Sports Women's Sports

Springfield College Women’s Volleyball Ends Season After Loss to Williams College

Logan Mullen
Staff Writer

Amy Entel was named Most Outstanding Player in the NEWMAC Championship (Meghan Zimbler/The Student)
Amy Entel was named Most Outstanding Player in the NEWMAC Championship (Meghan Zimbler/The Student)

All good things must come to an end. That was the case for the Springfield College women’s volleyball team as they were dropped in the regional semifinals of the NCAA Championship Tournament for the second year in a row.

The Pride had been immensely successful all year, going into the NCAA Championships sporting a 24-6 record while also coming off a NEWMAC Championship win against Wellesley.

Their success continued in the quarterfinals on Friday as they trounced Baruch College from New York City, sweeping them with set scores of 25-18, 25-8 and 27-25.

The game was highlighted by the individual play of sophomore Kelsey McGayhey and senior Tessa Smolinski, as the two put up .667 and .619 attacking percentages, respectively. Over the course of the 99 attacks attempted by Springfield, 50 resulted in kills while only eight ended up as errors, resulting in a .424 team attacking percentage.

After the demolishing of Baruch on Friday, Springfield went on to face a familiar foe in Williams College on Saturday. The two teams had met previously this season at the Volleyball Hall of Fame Invitational in Northampton, Mass., a match that the Pride won three sets to two.

The set tally would remain the same as it did in October, but unfortunately, the Pride were on the losing end this time around.

In front of a crowd of just over 300 in Williamstown, Mass., the Pride took the second and third sets 25-20 and 25-18, while Williams took the first and fourth 25-21, 25-20, then sealed it with a 15-11 victory in the sudden-death fifth set.

The match was defined by more team play, as individual attacking percentages were kept relatively low, especially compared to Friday’s game for Springfield. Unfortunately, the team play was not what it needed to be for the Pride, as Springfield had 158 total attacks, resulting in only 58 kills while committing 16 errors.

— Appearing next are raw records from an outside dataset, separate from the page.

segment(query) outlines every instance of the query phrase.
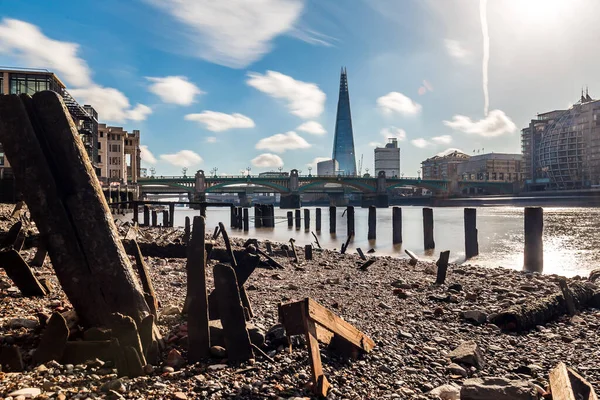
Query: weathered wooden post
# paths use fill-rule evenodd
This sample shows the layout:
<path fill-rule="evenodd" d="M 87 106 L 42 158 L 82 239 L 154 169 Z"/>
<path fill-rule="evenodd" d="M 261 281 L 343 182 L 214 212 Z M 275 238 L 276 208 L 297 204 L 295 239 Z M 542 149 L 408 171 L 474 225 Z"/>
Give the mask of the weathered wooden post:
<path fill-rule="evenodd" d="M 163 228 L 168 228 L 169 225 L 169 212 L 167 210 L 163 210 Z"/>
<path fill-rule="evenodd" d="M 369 240 L 377 238 L 377 207 L 369 206 Z"/>
<path fill-rule="evenodd" d="M 262 210 L 260 204 L 254 205 L 254 227 L 262 228 Z"/>
<path fill-rule="evenodd" d="M 194 230 L 187 260 L 188 361 L 210 357 L 208 296 L 206 293 L 206 220 L 194 217 Z"/>
<path fill-rule="evenodd" d="M 315 210 L 315 231 L 321 232 L 321 208 Z"/>
<path fill-rule="evenodd" d="M 150 226 L 150 207 L 144 206 L 144 226 Z"/>
<path fill-rule="evenodd" d="M 312 260 L 312 245 L 310 244 L 304 245 L 304 259 Z"/>
<path fill-rule="evenodd" d="M 544 209 L 525 207 L 525 271 L 544 270 Z"/>
<path fill-rule="evenodd" d="M 329 233 L 335 233 L 336 221 L 336 208 L 331 206 L 329 207 Z"/>
<path fill-rule="evenodd" d="M 304 209 L 304 230 L 310 230 L 310 210 L 308 208 Z"/>
<path fill-rule="evenodd" d="M 423 245 L 425 250 L 435 249 L 433 241 L 433 209 L 423 208 Z"/>
<path fill-rule="evenodd" d="M 248 207 L 244 207 L 243 210 L 243 227 L 244 227 L 244 232 L 248 232 L 248 229 L 250 228 L 248 225 L 250 224 L 250 218 L 248 216 Z"/>
<path fill-rule="evenodd" d="M 402 209 L 400 207 L 392 209 L 392 243 L 402 243 Z"/>
<path fill-rule="evenodd" d="M 175 203 L 169 204 L 169 227 L 175 226 Z"/>
<path fill-rule="evenodd" d="M 346 233 L 348 236 L 354 235 L 354 206 L 348 206 L 346 208 Z"/>
<path fill-rule="evenodd" d="M 479 254 L 477 242 L 477 209 L 465 208 L 465 258 L 468 260 Z"/>

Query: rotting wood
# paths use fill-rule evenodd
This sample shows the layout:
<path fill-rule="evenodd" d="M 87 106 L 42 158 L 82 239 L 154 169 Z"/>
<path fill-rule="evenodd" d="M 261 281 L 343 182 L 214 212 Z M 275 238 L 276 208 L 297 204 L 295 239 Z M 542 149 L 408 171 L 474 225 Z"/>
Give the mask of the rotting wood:
<path fill-rule="evenodd" d="M 156 292 L 154 291 L 154 285 L 152 285 L 148 267 L 146 266 L 144 256 L 142 255 L 142 251 L 136 240 L 131 241 L 131 248 L 135 257 L 138 276 L 142 282 L 142 289 L 145 294 L 144 297 L 147 299 L 146 303 L 148 304 L 148 308 L 150 308 L 150 313 L 156 318 L 158 316 L 158 299 L 156 298 Z"/>
<path fill-rule="evenodd" d="M 549 381 L 553 400 L 598 400 L 594 387 L 565 363 L 550 371 Z"/>
<path fill-rule="evenodd" d="M 23 296 L 45 296 L 46 290 L 37 280 L 27 262 L 14 249 L 0 251 L 0 268 L 19 288 Z"/>
<path fill-rule="evenodd" d="M 436 261 L 435 265 L 438 267 L 437 277 L 435 280 L 436 285 L 443 285 L 446 282 L 446 273 L 448 272 L 448 260 L 450 258 L 450 250 L 442 251 L 440 258 Z"/>
<path fill-rule="evenodd" d="M 254 353 L 246 329 L 235 271 L 228 265 L 217 264 L 214 267 L 214 279 L 228 359 L 233 362 L 247 361 L 254 357 Z"/>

Daniella Crismani (Photo courtesy Springfield College Athletics)
Daniella Crismani (Photo courtesy Springfield College Athletics)

“We all knew Williams was going to be a handful,” said coach Moira Long. “They, too, have a lot of weapons on their team. We match up well, and having gone five with them the last time we played we expected more of the same type of battle. I think we did not execute on points we needed to and that was the difference in the match.”

Springfield still had a decorated group of athletes as McGayhey, Lauren Holt and Whitney Miller were All-America Honorable Mentions, while Smolinski made the second team. They finished the year 26-6 overall, and 9-1 in the NEWMAC.

Despite the letdown, the team has already begun to look toward next season.

“I think in order to get further next year, it, again, is a step-by-step process, just as it was this year. It starts today, evaluating where we go from here,” said Long.

The Pride had a relatively young team this season, with only three seniors on the roster. They received major contributions from several freshmen and sophomores, so the returners will have plenty of playing experience. These returning players are already taking the initiative to step up their individual game in order to supplement their overall team play.

“I hope to improve my connection with the setters and strengthen my defense,” said Holt.

While this season ended with a disappointing loss, the season itself was not a disappointment. Springfield’s NCAA Tournament appearance was the fourth one in four years and third straight for the Pride under Long. They will look to extend this tournament streak to five come next season.